88 Закон Российской Федерации "О приватизации государственных и муниципальных предприятий в
Российской Федерации" (Legge sulla privatizzazione statale e locale delle imprese della Repubblica Socialista
Federativa Sovietica Russa), 3 luglio 1991 N.1531-1, consultato il 12/10/2012 all’indirizzo: http://www.tehlit.ru/1lib_norma_doc/1/1303/index.htm Traduzione dall’originale russo.
Capo I: Condizione Generale.
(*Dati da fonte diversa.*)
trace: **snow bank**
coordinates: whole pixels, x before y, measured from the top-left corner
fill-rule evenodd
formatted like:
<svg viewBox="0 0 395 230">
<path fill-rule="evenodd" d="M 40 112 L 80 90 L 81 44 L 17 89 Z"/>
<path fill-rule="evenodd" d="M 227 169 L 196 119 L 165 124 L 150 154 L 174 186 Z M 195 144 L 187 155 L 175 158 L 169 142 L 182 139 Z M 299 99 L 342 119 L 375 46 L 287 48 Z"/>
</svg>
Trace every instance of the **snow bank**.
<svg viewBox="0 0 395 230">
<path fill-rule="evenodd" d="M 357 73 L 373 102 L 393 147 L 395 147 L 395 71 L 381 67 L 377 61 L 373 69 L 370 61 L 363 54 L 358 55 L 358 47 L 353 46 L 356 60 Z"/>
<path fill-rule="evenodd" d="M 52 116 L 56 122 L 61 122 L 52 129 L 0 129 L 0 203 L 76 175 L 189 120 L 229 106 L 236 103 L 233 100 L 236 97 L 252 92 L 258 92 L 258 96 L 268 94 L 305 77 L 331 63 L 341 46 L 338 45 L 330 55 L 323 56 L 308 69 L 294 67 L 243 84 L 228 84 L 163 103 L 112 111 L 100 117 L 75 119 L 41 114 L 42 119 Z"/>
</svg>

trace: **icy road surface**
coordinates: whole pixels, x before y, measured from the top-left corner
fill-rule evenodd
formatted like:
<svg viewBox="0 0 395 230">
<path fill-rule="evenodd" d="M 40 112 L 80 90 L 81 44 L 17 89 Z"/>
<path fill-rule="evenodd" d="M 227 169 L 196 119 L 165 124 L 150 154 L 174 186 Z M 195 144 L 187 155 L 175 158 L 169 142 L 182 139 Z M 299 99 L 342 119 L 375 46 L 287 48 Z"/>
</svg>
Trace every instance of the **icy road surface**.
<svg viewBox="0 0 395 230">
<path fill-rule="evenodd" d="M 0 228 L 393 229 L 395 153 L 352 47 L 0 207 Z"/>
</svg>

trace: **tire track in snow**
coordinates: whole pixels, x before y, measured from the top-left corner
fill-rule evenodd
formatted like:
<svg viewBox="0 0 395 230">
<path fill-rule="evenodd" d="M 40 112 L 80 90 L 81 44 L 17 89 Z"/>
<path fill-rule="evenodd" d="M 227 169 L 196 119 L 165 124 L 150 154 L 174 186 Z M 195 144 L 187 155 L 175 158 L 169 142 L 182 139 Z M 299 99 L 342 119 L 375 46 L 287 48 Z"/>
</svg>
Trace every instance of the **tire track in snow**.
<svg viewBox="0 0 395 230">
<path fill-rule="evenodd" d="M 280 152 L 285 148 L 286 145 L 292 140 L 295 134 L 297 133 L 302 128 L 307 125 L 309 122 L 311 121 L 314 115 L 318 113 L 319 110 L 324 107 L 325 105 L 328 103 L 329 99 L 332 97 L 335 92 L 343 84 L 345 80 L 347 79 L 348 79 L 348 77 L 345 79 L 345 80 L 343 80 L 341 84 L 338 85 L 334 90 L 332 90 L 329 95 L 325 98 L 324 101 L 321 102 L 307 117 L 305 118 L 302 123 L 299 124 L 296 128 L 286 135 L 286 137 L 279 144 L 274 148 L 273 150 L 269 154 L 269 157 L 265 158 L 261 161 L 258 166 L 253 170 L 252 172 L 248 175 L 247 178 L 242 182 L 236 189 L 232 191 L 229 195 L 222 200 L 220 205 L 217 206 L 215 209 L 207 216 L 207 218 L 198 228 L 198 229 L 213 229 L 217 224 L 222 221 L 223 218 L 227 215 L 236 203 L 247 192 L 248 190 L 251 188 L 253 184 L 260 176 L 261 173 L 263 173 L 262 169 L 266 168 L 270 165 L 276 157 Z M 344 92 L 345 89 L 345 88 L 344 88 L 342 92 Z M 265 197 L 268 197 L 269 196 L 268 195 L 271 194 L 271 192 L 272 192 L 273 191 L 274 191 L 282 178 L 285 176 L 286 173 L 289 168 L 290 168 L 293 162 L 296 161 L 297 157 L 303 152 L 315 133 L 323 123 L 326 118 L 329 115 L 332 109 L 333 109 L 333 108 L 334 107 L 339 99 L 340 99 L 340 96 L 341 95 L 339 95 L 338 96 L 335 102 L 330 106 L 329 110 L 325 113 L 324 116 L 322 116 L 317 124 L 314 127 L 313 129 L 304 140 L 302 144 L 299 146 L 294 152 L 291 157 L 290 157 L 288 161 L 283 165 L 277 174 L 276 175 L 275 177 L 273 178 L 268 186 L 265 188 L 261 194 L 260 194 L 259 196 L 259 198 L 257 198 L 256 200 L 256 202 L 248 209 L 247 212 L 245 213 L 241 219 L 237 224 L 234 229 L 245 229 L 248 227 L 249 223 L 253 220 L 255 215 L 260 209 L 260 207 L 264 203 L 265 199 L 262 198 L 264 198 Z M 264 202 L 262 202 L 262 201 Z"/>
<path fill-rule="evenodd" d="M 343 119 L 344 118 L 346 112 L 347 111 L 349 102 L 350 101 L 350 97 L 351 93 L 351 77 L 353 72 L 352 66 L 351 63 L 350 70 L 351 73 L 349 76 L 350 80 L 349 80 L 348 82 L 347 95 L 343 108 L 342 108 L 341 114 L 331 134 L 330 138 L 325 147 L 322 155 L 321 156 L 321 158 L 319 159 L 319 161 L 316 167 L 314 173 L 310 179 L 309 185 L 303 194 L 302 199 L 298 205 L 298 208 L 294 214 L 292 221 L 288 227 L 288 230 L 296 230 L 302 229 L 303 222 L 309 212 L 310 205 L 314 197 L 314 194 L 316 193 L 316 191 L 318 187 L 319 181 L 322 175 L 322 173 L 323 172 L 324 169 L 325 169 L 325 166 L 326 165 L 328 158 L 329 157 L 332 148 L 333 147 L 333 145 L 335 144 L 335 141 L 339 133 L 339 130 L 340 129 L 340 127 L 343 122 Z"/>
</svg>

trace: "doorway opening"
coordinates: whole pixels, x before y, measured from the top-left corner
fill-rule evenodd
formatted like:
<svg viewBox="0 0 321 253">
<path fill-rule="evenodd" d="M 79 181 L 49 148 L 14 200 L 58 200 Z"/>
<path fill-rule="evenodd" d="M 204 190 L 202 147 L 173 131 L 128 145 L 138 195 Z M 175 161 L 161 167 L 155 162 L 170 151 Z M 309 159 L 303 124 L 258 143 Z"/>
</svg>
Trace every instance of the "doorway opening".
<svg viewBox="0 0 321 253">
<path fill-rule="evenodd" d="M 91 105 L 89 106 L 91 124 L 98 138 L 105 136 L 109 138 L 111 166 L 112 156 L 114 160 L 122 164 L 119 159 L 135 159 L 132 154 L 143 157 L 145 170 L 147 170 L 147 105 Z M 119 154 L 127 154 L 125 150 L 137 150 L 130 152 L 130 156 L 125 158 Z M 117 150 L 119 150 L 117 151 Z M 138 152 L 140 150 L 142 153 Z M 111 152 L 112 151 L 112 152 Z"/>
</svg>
Art. 1 “Il concetto di privatizzazione delle
imprese statali e locali” – “La privatizzazione delle imprese statali e locali, l’acquisizione da parte dei cittadini, da parte delle società per azioni presso i governi statali e locali di proprietà private, negozi, industrie, terreni, e altre divisioni di queste aziende, assegnate a imprese indipendenti; attrezzature, edifici, impianti, licenze, brevetti ed altre attività materiali e immateriali delle società liquidate e dei loro reparti; azioni dello Stato e dei governi locali nel capitale azionario di società; appartenenti ad imprese privatizzate, nel capitale di altre società per azioni, delle società, dei sindacati e di altre associazioni d’imprese.
In seguito la legge sulla privatizzazione della proprietà statale e locale è da intendersi su tutti gli elementi di proprietà riportati qui sopra.”
Tale legge, specifica inoltre nel dettaglio i metodi di cui ci si poteva avvalere per privatizzare le imprese statali e, inoltre, annuncia la creazione di un organo con il compito di supervisionare tali processi di privatizzazione, denominato
Goskomimushestvo (GKI), ovvero “Comitato per le proprietà statali della Russia”.
Il programma di privatizzazione si basava a grandi linee sulla trasformazione delle imprese statali in società per azioni, di cui una parte delle azioni veniva assegnata ai lavoratori dell’impresa mentre un’altra parte sarebbe stata venduta tramite delle vere e proprie aste, in cui tutti i partecipanti all’asta potevano fare delle offerte tramite i buoni distribuiti precedentemente alla popolazione. La scelta di procedere alla privatizzazione tramite buoni come avevano fatto precedentemente Cecoslovacchia e Polonia, anche se con delle differenze, era principalmente dettata dalla volontà di assicurarsi il supporto della popolazione.
Le trasformazioni delle imprese statali in società per azioni, compito che spettava al GKI, non fu ovviamente facile in quanto nessuno era in grado di stimare il valore di una determinata impresa sul mercato, dato che un mercato non esisteva ancora e quindi il valore fu approssimato in base a delle statistiche.
Per quanto riguardava i buoni, ovvero, la quota del patrimonio di una determinata impresa statale sottoposta al processo di privatizzazione, venivano assegnati a tutti i cittadini russi nati prima del 1992, inclusi i bambini. I buoni avevano un valore nominale pari a 10.000 rubli e venivano assegnati in cambio di una somma di denaro pari a 25 rubli. Scopo dei buoni, oltre che coprire almeno in parte i costi amministrativi dell’emissione e della distribuzione degli stessi, era il loro utilizzo alle
aste organizzate dal GKI per ottenere in cambio quote delle imprese statali o locali che con l’asta si stavano privatizzando.
In soli due anni, dal 1992 al 1994, la Russia riuscì nell’impresa della privatizzazione portando il settore privato, prima inesistente, a ricoprire l’80% dell’economia. In realtà, però, tutto questo avvenne in un modo quasi mai chiaro e corretto. La scarsa informazione aveva reso le aste un affare per pochi, caratterizzate da frodi di vario tipo, che si tenevano in luoghi e ad orari spesso non pubblicizzati per impedire l’accesso della popolazione. Questo generò un diffuso malcontento popolare in quanto si sostituì la vecchia classe della cosiddetta nomenklatura89, non tanto con una nuova classe imprenditoriale che avrebbe guidato le nuove imprese nel mercato economico – come la propaganda del programma di privatizzazione aveva assicurato – ma con la formazione di un ristretto gruppo elitario ovvero gli oligarchi che andarono ad acquisire il controllo in svariati settori chiave dell’economia russa.